In Radar Magazine:
Luxury toilet paper. At first it sounds like an insultingly obvious joke. Who would want such a thing? But then visions of those notorious $900 Gucci dog bowls flit through your mind, and you’re haunted by the possibility that your cynicism isn’t polished enough to second-guess the world’s hunger for tiny, absurd self-indulgences.
You’d be right. Consider Renova Negro: This all-black toilet paper from Spain is brand new, real, and mercilessly chic. Very Pedro Almodóvar. And, as it turns out, 10 times more costly than the average Euro-wipe. Renova Negro is the brainchild of an established, successful company already famous for an ad campaign in which barely clad models dry-hump near a commode while rolls of toilet paper look on, unmoved, as though they’ve seen it all.
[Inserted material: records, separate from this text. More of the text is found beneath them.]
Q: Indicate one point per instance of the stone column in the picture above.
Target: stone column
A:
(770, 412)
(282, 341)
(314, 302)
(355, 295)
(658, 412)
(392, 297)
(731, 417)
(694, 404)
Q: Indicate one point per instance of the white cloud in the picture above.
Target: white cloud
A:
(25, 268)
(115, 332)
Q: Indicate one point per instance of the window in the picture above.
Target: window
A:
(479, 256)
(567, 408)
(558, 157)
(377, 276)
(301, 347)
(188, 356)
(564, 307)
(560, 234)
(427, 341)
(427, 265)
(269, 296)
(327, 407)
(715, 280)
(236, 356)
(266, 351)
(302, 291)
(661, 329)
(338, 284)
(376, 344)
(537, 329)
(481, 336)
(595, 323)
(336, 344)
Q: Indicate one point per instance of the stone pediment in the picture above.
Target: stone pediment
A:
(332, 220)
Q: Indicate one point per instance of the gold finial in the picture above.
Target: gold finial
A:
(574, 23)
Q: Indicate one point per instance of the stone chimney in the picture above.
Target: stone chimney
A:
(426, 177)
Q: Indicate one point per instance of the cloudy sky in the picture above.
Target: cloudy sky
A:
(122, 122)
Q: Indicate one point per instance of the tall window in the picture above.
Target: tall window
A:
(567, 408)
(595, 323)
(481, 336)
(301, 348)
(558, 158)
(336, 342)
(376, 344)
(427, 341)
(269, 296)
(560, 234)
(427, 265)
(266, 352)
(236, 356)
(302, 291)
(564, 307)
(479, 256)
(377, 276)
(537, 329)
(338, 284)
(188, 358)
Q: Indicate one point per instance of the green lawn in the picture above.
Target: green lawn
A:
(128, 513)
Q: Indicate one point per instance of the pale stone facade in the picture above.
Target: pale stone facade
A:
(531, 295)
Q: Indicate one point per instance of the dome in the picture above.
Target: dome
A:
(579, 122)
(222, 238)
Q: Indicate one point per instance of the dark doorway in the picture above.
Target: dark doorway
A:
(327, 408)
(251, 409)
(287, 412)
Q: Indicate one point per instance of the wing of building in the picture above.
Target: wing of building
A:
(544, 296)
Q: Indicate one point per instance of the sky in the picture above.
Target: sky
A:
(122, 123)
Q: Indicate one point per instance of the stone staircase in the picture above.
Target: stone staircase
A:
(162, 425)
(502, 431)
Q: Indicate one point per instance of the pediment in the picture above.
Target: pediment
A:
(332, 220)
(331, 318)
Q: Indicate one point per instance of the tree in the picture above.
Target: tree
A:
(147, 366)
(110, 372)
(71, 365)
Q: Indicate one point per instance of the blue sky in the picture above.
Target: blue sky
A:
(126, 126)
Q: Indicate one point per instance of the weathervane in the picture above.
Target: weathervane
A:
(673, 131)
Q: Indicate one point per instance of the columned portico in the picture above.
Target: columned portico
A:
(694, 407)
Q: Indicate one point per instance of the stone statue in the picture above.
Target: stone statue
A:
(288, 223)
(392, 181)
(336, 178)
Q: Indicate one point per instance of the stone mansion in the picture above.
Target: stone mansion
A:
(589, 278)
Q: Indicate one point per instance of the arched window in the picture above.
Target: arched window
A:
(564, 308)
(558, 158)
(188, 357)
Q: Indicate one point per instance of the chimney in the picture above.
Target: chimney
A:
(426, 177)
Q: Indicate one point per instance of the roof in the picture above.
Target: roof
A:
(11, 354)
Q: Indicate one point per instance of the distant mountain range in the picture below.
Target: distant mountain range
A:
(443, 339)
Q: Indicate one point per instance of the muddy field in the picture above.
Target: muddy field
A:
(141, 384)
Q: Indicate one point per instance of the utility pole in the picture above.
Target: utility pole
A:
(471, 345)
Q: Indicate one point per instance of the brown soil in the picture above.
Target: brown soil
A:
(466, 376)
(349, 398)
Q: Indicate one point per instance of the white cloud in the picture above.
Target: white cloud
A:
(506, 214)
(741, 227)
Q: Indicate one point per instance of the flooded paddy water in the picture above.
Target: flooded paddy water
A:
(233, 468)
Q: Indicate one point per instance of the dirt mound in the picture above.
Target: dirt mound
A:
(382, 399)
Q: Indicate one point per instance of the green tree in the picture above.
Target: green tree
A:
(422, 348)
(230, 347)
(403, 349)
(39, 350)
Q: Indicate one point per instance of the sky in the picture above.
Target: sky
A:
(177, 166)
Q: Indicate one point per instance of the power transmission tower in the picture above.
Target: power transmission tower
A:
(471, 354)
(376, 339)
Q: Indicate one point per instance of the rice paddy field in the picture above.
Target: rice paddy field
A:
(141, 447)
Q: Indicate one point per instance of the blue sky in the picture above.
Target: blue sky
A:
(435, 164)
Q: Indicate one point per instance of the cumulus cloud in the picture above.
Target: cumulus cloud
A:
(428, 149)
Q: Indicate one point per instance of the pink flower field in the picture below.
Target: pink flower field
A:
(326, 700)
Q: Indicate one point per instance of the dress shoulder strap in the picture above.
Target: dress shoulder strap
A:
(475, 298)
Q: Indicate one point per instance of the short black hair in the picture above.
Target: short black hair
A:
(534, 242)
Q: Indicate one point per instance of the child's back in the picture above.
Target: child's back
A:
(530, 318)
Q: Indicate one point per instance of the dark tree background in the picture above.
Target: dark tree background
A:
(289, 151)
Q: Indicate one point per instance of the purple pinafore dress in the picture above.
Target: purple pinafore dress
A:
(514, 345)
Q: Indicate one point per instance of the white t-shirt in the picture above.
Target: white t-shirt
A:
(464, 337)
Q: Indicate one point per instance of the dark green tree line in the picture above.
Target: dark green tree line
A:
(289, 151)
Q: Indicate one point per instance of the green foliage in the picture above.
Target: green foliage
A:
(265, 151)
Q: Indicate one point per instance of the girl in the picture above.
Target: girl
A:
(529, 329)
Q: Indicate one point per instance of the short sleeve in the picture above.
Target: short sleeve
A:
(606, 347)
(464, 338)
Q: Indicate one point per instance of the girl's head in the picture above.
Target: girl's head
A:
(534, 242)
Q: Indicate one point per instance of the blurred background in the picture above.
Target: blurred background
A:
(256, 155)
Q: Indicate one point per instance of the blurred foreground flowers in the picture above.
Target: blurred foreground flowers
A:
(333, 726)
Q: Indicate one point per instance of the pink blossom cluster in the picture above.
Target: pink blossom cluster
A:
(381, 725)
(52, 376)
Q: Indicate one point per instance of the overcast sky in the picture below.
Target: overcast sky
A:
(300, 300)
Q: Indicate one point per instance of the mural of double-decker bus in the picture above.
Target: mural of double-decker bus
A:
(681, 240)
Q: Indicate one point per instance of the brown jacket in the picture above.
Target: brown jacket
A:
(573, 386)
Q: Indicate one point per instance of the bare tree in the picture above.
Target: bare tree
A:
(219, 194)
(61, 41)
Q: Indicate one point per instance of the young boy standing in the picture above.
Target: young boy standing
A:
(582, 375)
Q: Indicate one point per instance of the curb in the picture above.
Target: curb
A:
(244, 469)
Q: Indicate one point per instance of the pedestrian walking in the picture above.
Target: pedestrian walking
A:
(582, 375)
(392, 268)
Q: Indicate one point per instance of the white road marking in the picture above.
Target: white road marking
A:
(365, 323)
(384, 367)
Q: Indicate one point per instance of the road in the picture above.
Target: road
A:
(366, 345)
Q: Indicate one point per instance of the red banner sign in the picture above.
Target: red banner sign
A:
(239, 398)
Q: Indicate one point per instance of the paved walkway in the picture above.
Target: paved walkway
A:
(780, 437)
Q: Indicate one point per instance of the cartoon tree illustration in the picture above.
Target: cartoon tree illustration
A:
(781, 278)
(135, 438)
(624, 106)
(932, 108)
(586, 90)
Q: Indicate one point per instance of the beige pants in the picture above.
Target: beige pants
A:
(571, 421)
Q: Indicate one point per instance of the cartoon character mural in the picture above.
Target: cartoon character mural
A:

In Japan, meanwhile, luxury toilet paper is de rigueur. Japanese rolls are routinely scented, extra-thick, aloe-moistened, strictly “virgin” (unrecycled), patterned, or—the latest trick—infused with pineapple enzymes to counteract odor. And in Germany the American brand Charmin Ultra is known as Charmin Deluxe; it comes in urbane black-and-charcoal-gray packaging “designed with the consumer in mind,” according to Procter and Gamble’s European division, “with a Gucci look and feel.”